Ultrasound standards for heart valves

As for deciphering the results of a valve examination, it should present a simpler task. It will be enough for you to look at the general conclusion about their condition. There are only two main, most common pathological processes: stenosis and valve insufficiency.

The term “stenosis” refers to a narrowing of the valve opening, in which the overlying chamber of the heart has difficulty pumping blood through it and may undergo hypertrophy, which we discussed in the previous section.

Insufficiency is the opposite condition.

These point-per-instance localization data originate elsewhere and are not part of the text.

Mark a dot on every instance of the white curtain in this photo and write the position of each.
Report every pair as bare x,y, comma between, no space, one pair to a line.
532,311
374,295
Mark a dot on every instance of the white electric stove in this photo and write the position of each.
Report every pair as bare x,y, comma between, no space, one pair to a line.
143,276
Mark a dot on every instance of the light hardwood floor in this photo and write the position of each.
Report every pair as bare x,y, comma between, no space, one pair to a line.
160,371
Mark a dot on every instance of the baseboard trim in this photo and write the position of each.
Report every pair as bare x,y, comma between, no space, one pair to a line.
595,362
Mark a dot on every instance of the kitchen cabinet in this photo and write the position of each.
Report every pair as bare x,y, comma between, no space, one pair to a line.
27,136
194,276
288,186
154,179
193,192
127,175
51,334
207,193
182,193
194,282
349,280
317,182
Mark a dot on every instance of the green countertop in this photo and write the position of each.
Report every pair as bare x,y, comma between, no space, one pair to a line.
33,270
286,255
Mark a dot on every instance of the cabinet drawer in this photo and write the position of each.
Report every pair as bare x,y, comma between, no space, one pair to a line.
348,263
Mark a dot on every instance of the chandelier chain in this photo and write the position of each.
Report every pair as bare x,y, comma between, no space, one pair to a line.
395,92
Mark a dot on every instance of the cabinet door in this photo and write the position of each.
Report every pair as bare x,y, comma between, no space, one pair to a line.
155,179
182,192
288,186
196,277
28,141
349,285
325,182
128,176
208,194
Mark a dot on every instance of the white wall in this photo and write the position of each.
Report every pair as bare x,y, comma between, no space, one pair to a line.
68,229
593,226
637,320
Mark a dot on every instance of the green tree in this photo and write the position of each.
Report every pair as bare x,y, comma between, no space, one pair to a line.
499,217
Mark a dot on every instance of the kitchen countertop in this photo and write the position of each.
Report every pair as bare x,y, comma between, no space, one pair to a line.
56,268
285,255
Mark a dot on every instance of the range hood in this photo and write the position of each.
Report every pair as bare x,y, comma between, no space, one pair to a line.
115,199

If the valve leaflets, which normally prevent the reverse flow of blood, for some reason cease to perform their functions, the blood that has passed from one chamber of the heart to another partially returns, reducing the efficiency of the organ.

Depending on the severity of the disorders, stenosis and insufficiency can be grade 1, 2 or 3. The higher the degree, the more serious the pathology.

Sometimes in the conclusion of a cardiac ultrasound you can find such a definition as “relative insufficiency”. In this condition, the valve itself remains normal, and blood flow disturbances occur due to the fact that pathological changes occur in the adjacent chambers of the heart.

Ultrasound standards for the pericardium

The pericardium, or pericardial sac, is the “bag” that surrounds the outside of the heart. It fuses with the organ in the area where the vessels originate, in its upper part, and between it and the heart itself there is a slit-like cavity.

The most common pathology of the pericardium is an inflammatory process, or pericarditis. With pericarditis, adhesions can form between the pericardial sac and the heart and fluid can accumulate. Normally, 100 ml indicates a small accumulation, and over 500 indicates a significant accumulation of fluid, which can lead to difficulty in the full functioning of the heart and its compression...

To master the specialty of a cardiologist, a person must first study at the university for 6 years, and then study cardiology separately for at least a year. A qualified doctor has all the necessary knowledge, thanks to which he can not only easily decipher the conclusion to an ultrasound of the heart, but also make a diagnosis based on it and prescribe treatment. For this reason, deciphering the results of such a complex study as ECHO-cardiography should be provided to a specialized specialist, rather than trying to do it yourself, poking around for a long time and unsuccessfully with the numbers and trying to understand what certain indicators mean. This will save you a lot of time and nerves, since you will not have to worry about your probably disappointing and, even more likely, incorrect conclusions about your health.